A gym to call their own
A longstanding wish of students at Eleanor Roosevelt High School will soon be fulfilled.
City officials have announced plans to build a new gymnasium for the East 76th Street high school, which has long held physical education classes in an undersized dance studio and relied on neighboring schools’ gym spaces to host its sports teams.
The new gym will be located just down the street from ERHS, on the sixth floor of a new pre-kindergarten facility at 355 East 76th St. slated open in September. Work on the $6.5 million gymnasium project will begin in December of this year and is expected to be completed by 2021.
The May 23 announcement of the project marked the culmination of a multi-year campaign for new gym space that brought together students, parents, staff and elected leaders.
Council Member Ben Kallos credited two high schoolers for bringing the issue to the fore last year at a town hall meeting he hosted with Mayor Bill de Blasio at East Side Middle School on East 91st Street — one of only two public school gyms in the district, Kallos noted, that could accommodate such a gathering. ERHS students Amanda Cavaliero and Sophie Scherer appealed directly to the mayor at the event to request funding for the gym project.
Cavaliero, who graduated last year, recalled the challenges of waking up on school days for volleyball and basketball practices that started at 6:30 a.m. — the only time space was available at other schools’ gyms. “It was really difficult to deal with,” she said. “Me and my friend Sophie just decided that we needed to go and tell someone else how we were feeling.”

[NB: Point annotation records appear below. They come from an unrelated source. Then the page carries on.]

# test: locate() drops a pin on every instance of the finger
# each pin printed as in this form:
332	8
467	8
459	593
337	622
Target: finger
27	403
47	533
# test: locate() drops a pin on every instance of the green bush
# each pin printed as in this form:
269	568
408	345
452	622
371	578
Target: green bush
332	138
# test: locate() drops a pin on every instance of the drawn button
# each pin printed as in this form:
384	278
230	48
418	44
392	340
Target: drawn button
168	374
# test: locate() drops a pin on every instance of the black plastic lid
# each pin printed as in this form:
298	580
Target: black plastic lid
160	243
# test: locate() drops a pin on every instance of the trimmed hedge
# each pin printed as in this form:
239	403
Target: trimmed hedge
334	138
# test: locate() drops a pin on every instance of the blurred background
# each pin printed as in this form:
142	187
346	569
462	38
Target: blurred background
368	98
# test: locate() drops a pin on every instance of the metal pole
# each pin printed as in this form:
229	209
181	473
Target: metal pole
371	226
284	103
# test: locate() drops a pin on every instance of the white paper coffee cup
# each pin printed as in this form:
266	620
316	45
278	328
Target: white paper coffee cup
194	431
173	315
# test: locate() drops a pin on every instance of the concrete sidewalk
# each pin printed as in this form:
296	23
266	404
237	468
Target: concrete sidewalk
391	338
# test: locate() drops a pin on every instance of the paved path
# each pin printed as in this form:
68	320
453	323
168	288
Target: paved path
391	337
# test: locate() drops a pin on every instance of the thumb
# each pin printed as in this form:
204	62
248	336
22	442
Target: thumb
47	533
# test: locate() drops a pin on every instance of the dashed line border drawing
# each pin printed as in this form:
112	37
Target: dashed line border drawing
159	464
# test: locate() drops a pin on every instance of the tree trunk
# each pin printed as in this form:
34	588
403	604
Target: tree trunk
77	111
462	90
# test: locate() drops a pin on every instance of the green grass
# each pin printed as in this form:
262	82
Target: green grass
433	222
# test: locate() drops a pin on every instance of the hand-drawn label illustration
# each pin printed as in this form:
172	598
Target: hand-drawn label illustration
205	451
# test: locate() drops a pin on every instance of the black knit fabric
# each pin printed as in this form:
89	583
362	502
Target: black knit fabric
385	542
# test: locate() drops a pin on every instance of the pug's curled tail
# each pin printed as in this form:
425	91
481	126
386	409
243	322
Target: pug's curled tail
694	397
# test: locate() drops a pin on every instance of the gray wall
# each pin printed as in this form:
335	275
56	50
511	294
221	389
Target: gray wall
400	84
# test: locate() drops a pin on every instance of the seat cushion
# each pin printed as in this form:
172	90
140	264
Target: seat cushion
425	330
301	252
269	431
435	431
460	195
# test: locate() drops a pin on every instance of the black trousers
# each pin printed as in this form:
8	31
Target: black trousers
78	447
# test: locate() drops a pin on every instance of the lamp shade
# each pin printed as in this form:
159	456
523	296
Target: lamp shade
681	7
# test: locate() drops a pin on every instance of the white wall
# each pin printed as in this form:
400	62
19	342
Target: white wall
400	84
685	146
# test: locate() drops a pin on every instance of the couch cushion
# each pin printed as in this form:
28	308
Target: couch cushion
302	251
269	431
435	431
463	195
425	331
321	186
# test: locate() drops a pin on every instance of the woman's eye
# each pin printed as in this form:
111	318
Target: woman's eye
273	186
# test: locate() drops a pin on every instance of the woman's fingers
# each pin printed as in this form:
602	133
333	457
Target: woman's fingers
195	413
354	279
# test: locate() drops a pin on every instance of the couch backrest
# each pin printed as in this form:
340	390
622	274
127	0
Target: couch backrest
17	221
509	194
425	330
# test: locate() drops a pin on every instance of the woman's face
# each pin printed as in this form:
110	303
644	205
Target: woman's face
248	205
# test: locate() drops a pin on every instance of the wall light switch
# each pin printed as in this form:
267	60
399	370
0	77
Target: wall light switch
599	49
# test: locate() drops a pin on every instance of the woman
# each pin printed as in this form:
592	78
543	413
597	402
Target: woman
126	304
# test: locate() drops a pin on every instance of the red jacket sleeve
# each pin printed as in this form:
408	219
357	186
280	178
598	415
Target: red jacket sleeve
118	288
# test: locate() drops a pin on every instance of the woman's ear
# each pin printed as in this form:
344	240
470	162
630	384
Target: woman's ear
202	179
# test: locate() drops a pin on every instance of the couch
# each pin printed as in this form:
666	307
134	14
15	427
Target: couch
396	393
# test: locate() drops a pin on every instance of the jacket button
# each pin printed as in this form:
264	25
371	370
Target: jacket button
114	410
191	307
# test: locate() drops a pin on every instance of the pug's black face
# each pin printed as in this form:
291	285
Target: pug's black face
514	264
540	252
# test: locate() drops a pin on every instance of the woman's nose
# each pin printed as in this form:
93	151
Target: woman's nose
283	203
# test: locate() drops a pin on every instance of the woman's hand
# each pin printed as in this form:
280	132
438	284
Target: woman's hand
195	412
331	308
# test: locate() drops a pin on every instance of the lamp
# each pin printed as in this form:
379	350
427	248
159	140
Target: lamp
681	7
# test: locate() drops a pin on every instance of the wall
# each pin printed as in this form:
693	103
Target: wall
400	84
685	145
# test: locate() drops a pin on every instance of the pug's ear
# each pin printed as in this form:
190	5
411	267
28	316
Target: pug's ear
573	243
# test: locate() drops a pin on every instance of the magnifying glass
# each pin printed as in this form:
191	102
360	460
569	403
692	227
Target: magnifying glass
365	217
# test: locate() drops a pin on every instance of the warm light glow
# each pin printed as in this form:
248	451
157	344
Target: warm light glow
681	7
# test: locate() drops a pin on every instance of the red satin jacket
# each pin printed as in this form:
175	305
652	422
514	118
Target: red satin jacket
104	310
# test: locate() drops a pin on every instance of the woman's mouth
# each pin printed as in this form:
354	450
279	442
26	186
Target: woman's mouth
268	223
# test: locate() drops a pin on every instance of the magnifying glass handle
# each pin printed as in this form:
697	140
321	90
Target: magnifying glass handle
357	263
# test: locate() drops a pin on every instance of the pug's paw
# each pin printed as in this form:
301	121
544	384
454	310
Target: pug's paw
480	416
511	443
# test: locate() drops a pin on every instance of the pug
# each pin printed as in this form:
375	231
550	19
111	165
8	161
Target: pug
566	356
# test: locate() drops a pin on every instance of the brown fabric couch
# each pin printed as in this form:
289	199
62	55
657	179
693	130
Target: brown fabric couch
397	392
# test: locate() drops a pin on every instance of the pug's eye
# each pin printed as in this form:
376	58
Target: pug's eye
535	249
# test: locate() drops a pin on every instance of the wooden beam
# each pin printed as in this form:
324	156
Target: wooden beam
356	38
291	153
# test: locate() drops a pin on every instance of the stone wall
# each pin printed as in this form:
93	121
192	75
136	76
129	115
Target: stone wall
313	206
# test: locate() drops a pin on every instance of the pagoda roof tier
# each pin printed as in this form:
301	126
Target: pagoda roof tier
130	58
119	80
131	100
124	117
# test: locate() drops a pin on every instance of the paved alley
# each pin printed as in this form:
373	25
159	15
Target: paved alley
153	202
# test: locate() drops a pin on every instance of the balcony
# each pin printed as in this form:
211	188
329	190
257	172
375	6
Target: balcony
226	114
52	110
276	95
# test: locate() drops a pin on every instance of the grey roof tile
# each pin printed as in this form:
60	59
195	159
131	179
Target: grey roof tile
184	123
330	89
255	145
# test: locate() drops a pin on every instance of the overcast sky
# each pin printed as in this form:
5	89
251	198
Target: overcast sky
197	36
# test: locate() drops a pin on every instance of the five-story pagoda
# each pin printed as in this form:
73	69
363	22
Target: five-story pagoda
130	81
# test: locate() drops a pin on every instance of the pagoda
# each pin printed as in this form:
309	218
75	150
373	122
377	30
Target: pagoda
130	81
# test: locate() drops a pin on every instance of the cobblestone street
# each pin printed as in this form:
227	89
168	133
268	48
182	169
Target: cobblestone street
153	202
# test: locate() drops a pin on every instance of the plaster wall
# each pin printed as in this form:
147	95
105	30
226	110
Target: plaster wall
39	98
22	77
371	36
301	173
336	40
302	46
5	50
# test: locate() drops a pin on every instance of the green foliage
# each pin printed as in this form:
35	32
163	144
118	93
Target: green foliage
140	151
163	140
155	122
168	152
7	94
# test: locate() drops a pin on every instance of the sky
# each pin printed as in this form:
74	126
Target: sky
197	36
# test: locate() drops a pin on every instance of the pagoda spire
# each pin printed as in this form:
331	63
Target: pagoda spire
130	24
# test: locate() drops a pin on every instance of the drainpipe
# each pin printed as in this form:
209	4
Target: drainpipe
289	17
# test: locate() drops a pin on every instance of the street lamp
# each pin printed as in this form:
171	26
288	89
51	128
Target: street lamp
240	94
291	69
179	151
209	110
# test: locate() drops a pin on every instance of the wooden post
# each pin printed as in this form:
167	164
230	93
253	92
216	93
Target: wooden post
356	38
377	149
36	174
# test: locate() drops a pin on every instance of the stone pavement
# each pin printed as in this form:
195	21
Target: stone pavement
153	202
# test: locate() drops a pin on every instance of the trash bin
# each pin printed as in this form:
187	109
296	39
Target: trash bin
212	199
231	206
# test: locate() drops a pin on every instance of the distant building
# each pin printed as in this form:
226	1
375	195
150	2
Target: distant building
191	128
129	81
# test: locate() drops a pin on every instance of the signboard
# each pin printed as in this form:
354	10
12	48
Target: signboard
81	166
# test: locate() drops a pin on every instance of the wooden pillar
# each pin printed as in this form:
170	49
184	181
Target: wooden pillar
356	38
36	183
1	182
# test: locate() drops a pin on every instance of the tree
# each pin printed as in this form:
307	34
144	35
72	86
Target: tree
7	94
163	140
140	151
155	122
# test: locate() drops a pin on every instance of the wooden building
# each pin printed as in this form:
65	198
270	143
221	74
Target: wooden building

Students later helped organize a petition to build a new gym for ERHS that was hosted on Kallos’s website and received over 5,000 signatures.

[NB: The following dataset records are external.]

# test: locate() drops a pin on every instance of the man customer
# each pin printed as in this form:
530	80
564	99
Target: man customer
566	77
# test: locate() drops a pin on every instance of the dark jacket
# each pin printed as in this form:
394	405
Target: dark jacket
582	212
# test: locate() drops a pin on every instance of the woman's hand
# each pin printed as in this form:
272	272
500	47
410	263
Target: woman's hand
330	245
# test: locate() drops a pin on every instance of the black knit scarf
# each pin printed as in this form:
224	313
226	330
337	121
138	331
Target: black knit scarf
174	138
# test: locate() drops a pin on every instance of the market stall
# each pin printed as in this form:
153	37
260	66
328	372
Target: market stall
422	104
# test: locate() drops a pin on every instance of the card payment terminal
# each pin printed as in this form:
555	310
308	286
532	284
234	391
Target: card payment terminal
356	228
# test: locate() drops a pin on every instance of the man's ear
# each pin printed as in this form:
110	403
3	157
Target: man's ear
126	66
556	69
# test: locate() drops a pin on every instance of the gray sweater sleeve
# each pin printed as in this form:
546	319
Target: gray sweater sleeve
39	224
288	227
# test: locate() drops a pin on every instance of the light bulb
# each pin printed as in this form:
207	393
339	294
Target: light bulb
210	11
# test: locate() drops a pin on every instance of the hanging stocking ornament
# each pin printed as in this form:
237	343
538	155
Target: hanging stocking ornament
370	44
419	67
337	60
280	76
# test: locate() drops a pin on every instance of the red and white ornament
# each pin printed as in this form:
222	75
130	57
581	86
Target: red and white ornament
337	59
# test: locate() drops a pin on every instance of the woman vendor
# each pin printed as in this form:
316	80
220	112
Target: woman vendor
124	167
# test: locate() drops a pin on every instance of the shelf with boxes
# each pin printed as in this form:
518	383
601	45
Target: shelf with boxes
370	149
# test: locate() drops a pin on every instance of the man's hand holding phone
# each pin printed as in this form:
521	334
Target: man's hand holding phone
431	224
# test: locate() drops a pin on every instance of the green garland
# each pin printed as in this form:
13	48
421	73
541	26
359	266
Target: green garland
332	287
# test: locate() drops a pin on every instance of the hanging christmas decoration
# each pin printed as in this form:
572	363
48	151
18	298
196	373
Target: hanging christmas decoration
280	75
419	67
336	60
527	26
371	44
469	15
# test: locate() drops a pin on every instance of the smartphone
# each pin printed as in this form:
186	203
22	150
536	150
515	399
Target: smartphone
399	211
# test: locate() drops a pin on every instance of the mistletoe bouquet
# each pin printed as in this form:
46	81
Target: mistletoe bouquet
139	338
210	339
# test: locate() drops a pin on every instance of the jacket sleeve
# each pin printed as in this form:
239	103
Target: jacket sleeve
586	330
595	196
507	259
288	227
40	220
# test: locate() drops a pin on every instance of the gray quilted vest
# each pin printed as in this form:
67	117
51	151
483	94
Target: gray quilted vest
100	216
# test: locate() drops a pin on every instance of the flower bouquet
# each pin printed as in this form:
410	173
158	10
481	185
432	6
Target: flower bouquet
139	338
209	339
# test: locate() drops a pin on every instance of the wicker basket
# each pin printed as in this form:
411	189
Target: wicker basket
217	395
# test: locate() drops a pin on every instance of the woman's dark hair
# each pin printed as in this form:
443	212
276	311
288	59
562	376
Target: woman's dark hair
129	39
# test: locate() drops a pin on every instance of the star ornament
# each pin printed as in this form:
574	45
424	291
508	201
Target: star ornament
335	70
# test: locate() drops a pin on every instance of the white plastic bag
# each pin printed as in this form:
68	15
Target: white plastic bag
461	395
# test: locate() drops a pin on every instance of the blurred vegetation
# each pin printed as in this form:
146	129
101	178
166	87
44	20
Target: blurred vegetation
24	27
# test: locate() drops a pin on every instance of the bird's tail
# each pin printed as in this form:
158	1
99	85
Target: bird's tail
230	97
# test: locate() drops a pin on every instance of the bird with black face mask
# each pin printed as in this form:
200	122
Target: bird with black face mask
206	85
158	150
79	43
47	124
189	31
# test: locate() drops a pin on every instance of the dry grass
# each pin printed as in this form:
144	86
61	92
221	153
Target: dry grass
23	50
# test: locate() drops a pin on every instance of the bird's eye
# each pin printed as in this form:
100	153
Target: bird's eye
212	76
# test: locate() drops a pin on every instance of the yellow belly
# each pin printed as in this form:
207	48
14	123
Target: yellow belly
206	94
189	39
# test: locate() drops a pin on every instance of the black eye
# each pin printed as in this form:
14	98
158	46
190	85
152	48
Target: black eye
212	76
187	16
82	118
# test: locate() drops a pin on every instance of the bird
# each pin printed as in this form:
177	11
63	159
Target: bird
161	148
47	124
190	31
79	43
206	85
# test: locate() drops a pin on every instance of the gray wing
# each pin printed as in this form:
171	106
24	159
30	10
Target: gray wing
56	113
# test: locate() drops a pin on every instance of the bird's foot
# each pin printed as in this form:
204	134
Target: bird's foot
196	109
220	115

“It’s actually the most signatures we’ve ever gotten on a petition, and I think that is something that caught the attention of the School Construction Authority,” Kallos said.
Lorraine Grillo, the president and CEO of the School Construction Authority, lauded Cavaliero’s efforts. “Amanda brought this up to me at a town hall meeting, but she didn’t stop there. I received more emails from Amanda advocating for this, and I thought if I don’t do something I’ll never ever be left alone,” Grillo joked.

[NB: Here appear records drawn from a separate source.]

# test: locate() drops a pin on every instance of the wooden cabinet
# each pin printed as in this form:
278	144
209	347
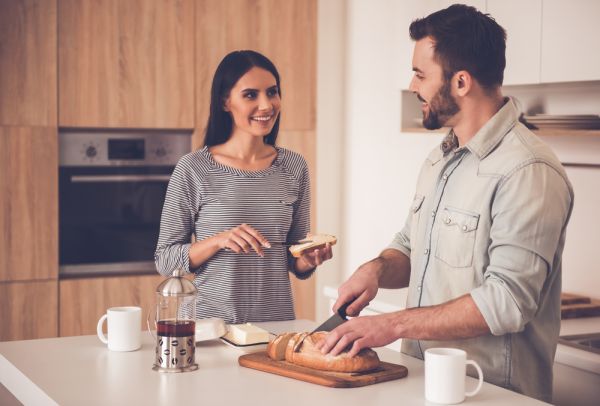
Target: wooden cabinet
570	41
284	31
28	62
523	42
29	204
126	64
84	301
28	310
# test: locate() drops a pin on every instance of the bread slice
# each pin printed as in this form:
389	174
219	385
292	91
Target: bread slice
317	241
276	348
301	350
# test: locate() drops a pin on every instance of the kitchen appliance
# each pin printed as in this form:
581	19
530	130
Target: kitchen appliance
175	325
111	192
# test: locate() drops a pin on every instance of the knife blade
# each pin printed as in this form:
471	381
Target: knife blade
290	243
337	319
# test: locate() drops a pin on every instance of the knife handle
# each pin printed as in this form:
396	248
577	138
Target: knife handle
342	309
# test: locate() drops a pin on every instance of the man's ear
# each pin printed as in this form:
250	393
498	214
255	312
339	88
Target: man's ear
463	81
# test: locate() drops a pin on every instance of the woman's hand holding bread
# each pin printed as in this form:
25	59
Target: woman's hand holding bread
313	253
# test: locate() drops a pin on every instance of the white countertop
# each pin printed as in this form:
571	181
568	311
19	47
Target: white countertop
82	371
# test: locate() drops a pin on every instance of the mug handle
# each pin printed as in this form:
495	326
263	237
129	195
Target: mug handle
148	325
479	375
101	335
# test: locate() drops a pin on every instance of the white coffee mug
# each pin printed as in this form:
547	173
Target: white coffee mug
124	328
445	372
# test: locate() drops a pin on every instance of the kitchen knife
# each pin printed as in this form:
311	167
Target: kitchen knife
338	318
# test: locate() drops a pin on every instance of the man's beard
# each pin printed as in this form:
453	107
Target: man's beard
442	107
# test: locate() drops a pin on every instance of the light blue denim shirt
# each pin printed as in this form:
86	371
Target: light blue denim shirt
489	219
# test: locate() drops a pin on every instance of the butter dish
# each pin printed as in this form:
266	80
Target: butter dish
210	329
246	337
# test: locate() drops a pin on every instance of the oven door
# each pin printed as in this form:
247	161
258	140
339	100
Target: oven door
110	219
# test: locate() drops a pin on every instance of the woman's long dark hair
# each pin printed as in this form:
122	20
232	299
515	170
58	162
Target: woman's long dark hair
229	71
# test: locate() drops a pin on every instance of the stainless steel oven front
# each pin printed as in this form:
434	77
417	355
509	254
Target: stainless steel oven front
111	192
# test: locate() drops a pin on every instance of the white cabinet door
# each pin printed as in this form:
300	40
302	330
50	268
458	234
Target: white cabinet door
570	40
522	21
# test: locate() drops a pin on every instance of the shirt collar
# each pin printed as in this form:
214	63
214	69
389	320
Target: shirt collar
488	136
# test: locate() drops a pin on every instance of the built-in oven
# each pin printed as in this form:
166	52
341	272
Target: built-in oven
112	188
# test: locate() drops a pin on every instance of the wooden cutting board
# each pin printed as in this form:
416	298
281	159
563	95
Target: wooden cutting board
262	362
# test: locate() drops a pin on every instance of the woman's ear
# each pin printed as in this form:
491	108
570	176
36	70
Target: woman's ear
226	105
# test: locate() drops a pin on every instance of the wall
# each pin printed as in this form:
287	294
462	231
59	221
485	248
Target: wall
374	183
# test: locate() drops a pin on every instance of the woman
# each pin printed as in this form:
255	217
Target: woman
242	198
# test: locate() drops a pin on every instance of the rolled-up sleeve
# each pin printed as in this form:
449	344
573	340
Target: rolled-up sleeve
176	224
300	219
529	213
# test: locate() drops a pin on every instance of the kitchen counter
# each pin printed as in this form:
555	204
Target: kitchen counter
81	370
575	357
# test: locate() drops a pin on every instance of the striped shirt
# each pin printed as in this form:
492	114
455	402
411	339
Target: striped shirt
205	198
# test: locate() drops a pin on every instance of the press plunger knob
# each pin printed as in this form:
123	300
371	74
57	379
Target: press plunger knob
91	151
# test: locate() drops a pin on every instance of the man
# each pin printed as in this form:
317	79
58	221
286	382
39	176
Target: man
481	249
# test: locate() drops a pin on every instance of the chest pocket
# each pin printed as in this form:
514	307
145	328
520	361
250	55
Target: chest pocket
456	237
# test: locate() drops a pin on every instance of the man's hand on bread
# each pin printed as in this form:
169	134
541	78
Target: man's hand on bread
360	332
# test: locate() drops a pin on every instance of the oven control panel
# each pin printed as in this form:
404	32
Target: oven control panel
122	149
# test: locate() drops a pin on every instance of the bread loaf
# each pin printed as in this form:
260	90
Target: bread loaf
300	349
316	241
276	348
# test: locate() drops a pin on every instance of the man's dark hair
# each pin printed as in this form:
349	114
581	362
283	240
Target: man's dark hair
465	39
229	71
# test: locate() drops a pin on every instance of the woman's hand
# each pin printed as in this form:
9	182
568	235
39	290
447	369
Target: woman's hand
243	238
312	258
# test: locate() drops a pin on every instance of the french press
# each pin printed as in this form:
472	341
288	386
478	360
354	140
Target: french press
175	325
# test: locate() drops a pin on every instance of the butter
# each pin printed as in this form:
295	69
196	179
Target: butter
246	334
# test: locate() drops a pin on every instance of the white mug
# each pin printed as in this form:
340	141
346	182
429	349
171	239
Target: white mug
124	328
445	372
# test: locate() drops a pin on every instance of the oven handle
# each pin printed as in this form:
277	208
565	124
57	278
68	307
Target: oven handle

“The students at Eleanor Roosevelt deserve this, the community deserves this, so we’re really, really excited,” Grillo added.
The gym funding is part of the de Blasio administration’s $385 million Universal Physical Education Initiative to provide designated phys ed space for the roughly 200 city schools that do not currently have gymnasiums.
Sadie Wenger, a senior member of the ERHS girls basketball team that went undefeated during the regular season last year, said she’s happy that future student-athletes won’t have to deal with the scheduling difficulties that arise from using other schools’ gyms.
“We have some very talented athletes at this school, so I’m very excited and thankful that they’ll have the opportunity to have their own gym,” Wenger said.